The Witcher 3 is easily the biggest success story of 2015, a triumph of digital engineering and storytelling on the grandest of scales. It’s also a lesson in how to do expansions right, as last year’s Hearts of Stone add-on felt like the kind of extra content that many game developers had forgotten how to create after they’d been blinded by the allure of a few extra coins in their pocket.
Hearts of Stone did what expansions are meant to do: Add to a game and build on its foundations. It’s also the penultimate chapter in the saga of Geralt of Rivia, as this year will see the magical mercenary exit stage left in the second expansion, Blood and Wine. Speaking to Eurogamer Italy via GameSpot, senior writer Jakub Szamalek explained how fan feedback has helped shape the expansions into content that he sees as being even “better than the main game” itself.
According to Szamalek, if there was one thing missing from The Witcher 3: Wild Hunt, it was a villain with presence. That’s why Blood and Wine will see a more charismatic foe to deal with over a more complex story before Geralt rides off into the sunset. A hero is only as memorable as the villains that he fights. Think of Batman and the Joker, the Fantastic Four and Doctor Doom, rational human beings and Donald Trump.

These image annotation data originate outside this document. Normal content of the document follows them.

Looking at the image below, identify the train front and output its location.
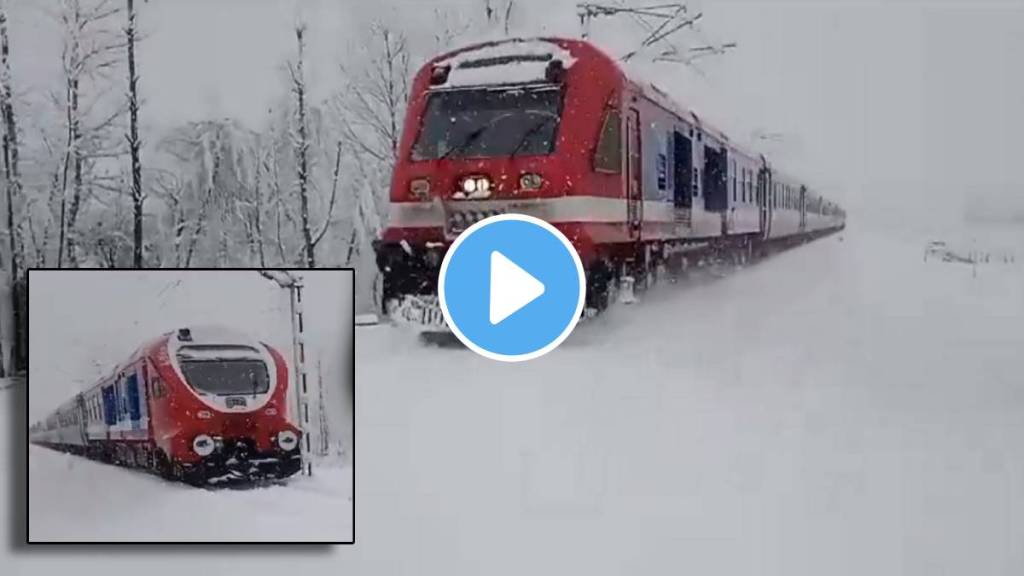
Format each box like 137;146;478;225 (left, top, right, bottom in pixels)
376;39;622;330
150;328;302;484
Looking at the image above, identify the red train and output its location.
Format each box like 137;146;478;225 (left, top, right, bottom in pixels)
30;328;302;485
376;38;845;324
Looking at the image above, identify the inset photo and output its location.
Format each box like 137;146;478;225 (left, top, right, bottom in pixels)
26;269;354;544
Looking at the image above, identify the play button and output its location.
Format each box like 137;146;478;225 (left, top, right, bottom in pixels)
438;214;586;362
490;251;544;324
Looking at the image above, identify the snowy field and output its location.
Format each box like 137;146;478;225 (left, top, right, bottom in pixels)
29;446;352;542
6;222;1024;565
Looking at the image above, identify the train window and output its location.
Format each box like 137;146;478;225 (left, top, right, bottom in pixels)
594;109;623;174
412;87;562;161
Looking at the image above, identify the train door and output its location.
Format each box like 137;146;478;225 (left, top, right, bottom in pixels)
75;395;89;446
800;186;807;232
758;166;771;238
672;132;693;208
626;108;643;240
125;372;142;430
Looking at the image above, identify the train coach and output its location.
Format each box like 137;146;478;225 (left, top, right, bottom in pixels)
30;327;302;485
375;38;845;324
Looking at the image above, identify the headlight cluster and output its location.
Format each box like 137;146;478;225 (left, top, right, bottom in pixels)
447;210;502;232
278;430;299;452
193;434;217;456
519;173;544;190
460;176;490;197
409;178;430;200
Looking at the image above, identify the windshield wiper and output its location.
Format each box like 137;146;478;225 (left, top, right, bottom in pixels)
509;116;552;156
438;124;492;160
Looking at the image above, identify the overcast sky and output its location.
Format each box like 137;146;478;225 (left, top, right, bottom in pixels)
11;0;1024;231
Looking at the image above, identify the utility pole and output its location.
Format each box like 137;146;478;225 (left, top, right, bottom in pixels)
316;359;331;456
259;270;313;476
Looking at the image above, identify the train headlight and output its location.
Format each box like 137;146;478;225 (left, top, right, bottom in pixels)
278;430;299;452
409;178;430;200
459;176;493;198
519;173;544;190
193;434;216;456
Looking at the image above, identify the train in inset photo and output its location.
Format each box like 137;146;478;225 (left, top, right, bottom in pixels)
26;269;354;543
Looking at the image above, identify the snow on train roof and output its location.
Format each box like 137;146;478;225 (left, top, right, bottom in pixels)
435;38;575;88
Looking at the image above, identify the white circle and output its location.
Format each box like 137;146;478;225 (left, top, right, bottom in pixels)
437;214;587;362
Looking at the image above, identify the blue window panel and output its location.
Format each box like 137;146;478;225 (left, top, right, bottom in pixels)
103;386;118;426
125;374;142;422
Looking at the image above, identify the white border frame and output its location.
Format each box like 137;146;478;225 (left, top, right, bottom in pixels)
437;214;587;362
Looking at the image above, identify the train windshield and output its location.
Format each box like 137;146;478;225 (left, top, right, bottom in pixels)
413;86;562;160
178;346;270;396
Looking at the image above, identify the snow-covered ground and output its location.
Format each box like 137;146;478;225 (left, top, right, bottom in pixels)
29;446;352;542
0;222;1024;565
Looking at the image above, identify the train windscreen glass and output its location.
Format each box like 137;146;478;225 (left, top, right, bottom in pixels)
178;346;270;396
413;87;562;160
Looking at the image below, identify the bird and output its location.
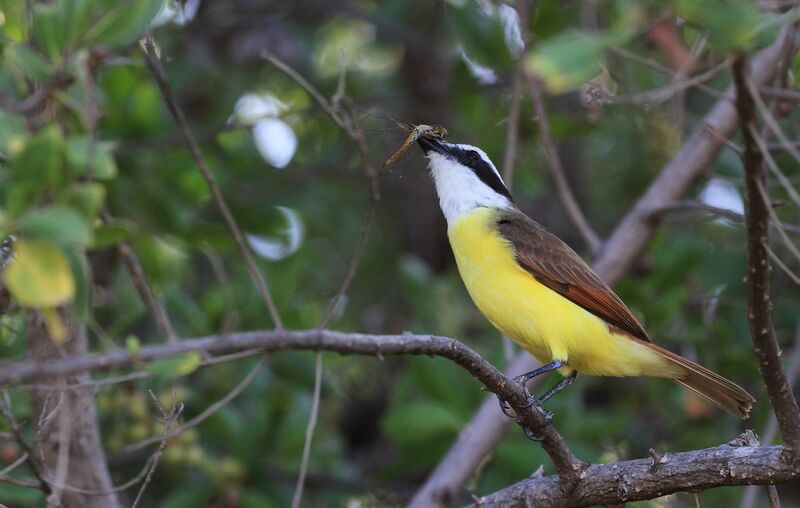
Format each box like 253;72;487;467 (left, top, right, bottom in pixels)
417;136;755;419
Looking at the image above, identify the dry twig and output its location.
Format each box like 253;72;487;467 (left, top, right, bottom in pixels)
733;57;800;453
142;38;283;330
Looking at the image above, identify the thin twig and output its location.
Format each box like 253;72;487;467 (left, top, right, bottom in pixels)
142;37;283;330
526;73;603;254
109;212;178;342
648;201;800;235
0;329;583;477
739;325;800;508
0;390;53;497
609;46;725;99
750;128;800;207
131;390;183;508
0;452;29;476
733;56;800;453
123;354;268;453
409;26;795;507
756;180;800;261
767;245;800;286
606;59;731;105
292;351;322;508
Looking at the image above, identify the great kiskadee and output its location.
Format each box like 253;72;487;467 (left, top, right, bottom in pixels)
417;137;755;419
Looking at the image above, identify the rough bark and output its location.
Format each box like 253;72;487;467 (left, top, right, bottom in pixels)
475;443;800;508
733;57;800;452
410;28;795;507
26;311;118;508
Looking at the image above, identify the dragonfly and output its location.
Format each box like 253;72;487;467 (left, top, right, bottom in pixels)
383;117;447;167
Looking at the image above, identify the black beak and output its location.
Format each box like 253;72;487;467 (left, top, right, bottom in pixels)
417;136;453;156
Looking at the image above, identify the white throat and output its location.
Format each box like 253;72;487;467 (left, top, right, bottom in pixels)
428;152;513;226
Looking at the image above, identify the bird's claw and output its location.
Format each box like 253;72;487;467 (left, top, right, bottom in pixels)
497;395;540;418
497;395;516;418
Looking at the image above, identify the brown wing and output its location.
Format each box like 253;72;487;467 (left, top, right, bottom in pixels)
497;206;650;341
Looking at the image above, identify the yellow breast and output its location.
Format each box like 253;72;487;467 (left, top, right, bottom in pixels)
448;208;673;376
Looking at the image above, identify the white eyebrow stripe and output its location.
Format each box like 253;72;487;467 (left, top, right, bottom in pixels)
442;143;506;187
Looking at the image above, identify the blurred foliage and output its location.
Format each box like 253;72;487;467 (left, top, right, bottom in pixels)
0;0;800;508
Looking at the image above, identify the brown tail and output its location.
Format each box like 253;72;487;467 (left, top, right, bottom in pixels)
639;341;756;420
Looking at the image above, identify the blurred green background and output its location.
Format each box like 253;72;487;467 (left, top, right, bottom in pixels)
0;0;799;508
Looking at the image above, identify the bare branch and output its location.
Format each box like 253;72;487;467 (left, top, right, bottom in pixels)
292;351;322;508
475;443;800;508
123;356;268;453
0;390;53;496
411;27;795;506
131;391;183;508
650;201;800;235
525;74;603;254
142;38;283;330
112;229;178;342
733;57;800;452
0;329;582;479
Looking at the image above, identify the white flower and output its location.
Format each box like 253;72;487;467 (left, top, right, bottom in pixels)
253;118;297;169
245;206;305;261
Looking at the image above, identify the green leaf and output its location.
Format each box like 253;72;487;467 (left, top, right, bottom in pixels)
525;29;632;94
5;42;53;81
8;126;64;215
16;206;92;246
33;2;66;60
384;402;464;446
125;335;142;356
85;0;163;49
64;249;92;322
3;240;75;309
65;136;117;180
56;183;106;223
0;109;27;155
92;219;135;249
675;0;765;53
144;351;203;377
58;0;95;49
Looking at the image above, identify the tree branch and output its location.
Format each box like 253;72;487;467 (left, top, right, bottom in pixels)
733;56;800;452
525;73;603;254
142;38;283;329
0;329;582;472
410;27;795;507
475;443;800;508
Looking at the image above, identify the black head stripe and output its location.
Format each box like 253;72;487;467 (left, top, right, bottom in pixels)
450;145;514;202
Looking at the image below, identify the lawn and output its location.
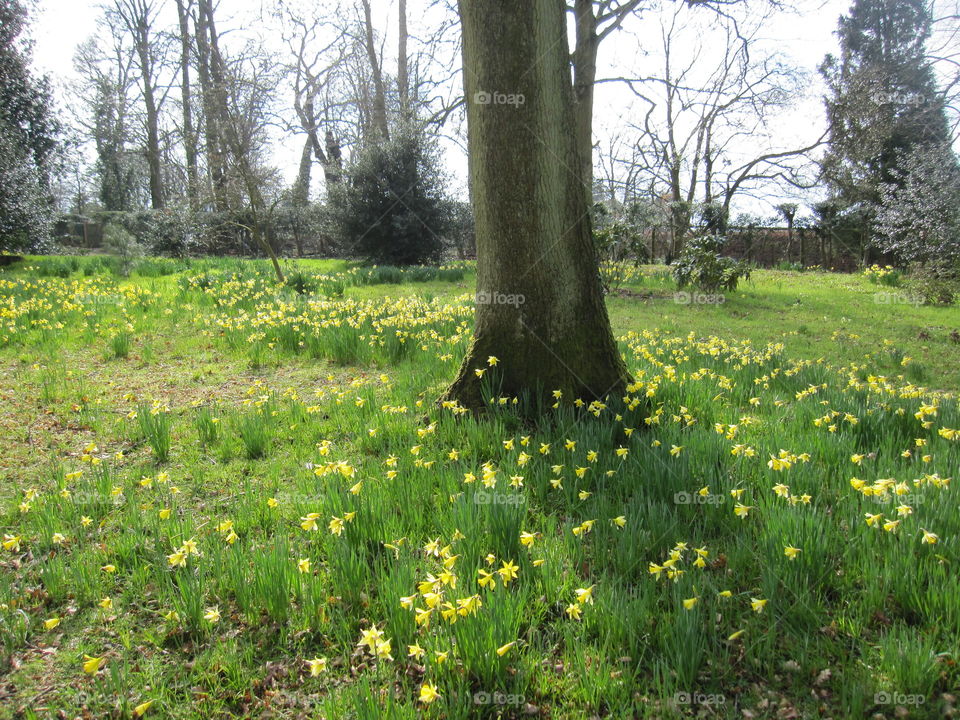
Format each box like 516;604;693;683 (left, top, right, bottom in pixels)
0;258;960;718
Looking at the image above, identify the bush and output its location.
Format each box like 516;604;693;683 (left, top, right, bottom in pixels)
327;125;451;265
874;145;960;269
285;269;320;295
906;263;960;305
863;265;903;287
672;235;750;293
103;225;143;277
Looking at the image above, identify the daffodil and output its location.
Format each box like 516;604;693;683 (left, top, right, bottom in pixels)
420;682;440;705
83;655;104;675
497;640;517;657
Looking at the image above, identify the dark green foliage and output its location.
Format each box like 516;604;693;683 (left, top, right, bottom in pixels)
328;126;450;265
0;0;57;251
821;0;949;215
672;235;750;293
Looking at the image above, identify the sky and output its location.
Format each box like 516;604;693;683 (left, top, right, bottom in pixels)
32;0;849;217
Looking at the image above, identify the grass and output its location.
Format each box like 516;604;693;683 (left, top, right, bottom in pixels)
0;258;960;718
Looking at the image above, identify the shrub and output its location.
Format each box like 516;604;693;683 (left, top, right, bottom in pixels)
863;265;903;287
672;235;750;293
874;144;960;267
327;125;450;265
906;263;960;305
103;225;143;277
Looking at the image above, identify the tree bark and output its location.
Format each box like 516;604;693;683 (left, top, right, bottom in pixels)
195;0;226;212
177;0;199;210
444;0;629;409
397;0;410;117
116;0;164;210
363;0;390;140
573;0;600;205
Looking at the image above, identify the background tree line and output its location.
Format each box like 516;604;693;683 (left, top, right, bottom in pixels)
0;0;960;290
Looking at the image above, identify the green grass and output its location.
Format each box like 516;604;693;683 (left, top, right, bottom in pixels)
0;258;960;718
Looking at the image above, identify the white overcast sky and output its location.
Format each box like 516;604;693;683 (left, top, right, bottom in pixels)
26;0;850;211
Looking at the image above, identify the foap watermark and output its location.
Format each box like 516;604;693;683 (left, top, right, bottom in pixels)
473;90;527;107
673;290;727;305
473;490;527;505
73;294;124;305
873;292;923;306
673;692;727;705
673;492;723;505
871;92;930;107
868;493;927;510
476;290;527;307
473;690;527;707
873;691;927;705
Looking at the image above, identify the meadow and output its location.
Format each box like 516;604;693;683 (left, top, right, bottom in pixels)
0;258;960;718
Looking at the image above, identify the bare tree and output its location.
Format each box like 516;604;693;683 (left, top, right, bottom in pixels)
446;0;629;409
275;5;347;198
176;0;200;210
361;0;390;139
108;0;164;210
626;5;823;249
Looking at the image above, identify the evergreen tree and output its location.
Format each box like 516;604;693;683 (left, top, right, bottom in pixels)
0;0;57;251
820;0;949;215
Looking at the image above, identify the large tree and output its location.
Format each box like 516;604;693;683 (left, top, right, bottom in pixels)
821;0;950;214
446;0;628;408
0;0;57;250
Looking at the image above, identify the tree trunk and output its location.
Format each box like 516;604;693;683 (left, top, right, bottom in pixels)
445;0;629;409
573;0;600;206
363;0;390;140
123;3;163;210
195;0;226;212
293;138;313;207
177;0;199;210
397;0;410;118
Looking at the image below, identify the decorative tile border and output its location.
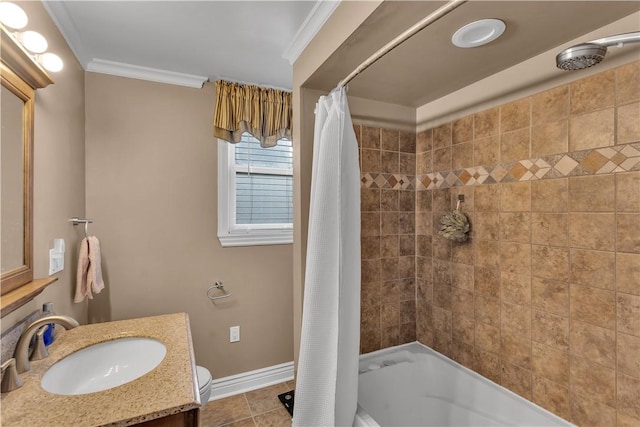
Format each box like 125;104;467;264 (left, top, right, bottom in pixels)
361;142;640;190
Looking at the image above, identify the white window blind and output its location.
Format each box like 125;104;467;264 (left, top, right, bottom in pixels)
218;133;293;246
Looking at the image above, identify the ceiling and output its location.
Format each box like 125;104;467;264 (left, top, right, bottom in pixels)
44;0;640;107
304;1;640;107
44;0;330;89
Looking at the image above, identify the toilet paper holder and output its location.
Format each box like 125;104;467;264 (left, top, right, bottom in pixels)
207;280;232;301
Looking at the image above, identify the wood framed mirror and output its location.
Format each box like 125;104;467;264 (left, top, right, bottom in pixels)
0;24;53;315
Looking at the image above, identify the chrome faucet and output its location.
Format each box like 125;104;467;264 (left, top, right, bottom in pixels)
14;315;80;374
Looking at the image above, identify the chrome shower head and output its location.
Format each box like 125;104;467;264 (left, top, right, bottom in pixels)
556;32;640;71
556;43;607;71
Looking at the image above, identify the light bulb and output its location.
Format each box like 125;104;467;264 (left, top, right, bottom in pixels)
18;31;49;53
39;53;64;73
0;1;29;30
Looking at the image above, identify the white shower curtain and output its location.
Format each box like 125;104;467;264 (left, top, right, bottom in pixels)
293;88;360;427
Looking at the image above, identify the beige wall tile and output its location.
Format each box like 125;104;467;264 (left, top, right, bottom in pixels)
380;129;400;152
362;126;381;149
531;245;570;281
531;341;569;386
500;271;531;305
472;212;500;240
617;373;640;418
451;263;474;291
616;61;640;105
474;240;500;274
531;119;569;157
532;374;570;419
400;153;416;175
616;252;640;295
569;390;616;427
615;173;640;212
361;148;381;172
531;277;569;316
570;284;616;329
474;185;500;212
475;323;500;354
569;108;615;151
500;361;531;399
379;151;400;173
616;102;640;144
452;116;473;144
569;356;616;407
474;294;500;328
500;330;531;369
531;213;569;246
617;293;640;337
474;267;500;298
451;141;474;169
500;98;531;133
531;178;569;212
616;214;640;254
531;310;569;352
569;320;616;369
571;249;615;290
433;123;452;150
500;242;531;274
473;108;500;139
569;175;616;212
399;131;416;154
570;70;616;114
531;85;569;126
616;332;640;378
500;128;531;163
569;213;616;251
416;129;433;153
473;135;500;165
433;147;451;171
499;182;531;212
500;302;531;339
452;315;475;351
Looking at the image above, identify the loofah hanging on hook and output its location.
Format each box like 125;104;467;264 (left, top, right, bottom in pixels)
438;201;470;243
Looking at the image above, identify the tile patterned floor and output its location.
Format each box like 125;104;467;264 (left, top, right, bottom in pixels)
200;381;294;427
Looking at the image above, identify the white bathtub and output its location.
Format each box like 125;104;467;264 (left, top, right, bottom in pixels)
354;342;573;427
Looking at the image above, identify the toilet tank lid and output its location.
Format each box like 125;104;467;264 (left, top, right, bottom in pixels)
196;366;211;388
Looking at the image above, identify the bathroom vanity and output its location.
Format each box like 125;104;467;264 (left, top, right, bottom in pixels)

Having that counter-balance to your hero makes them that much more interesting in the end. A good villain needs to make you root for the hero, while also being more than just a moustache-twirling psychopath who ties young ladies to the tracks of oncoming trains (You had this coming Matty). 2016 looks like another good year for CD Projekt Red’s flagship franchise. Beyond the expansion, they’ve got a freshly-minted patch out that’ll fix more bugs, while they’re also nominated for eight DICE awards and honours from the Writers Guild of America.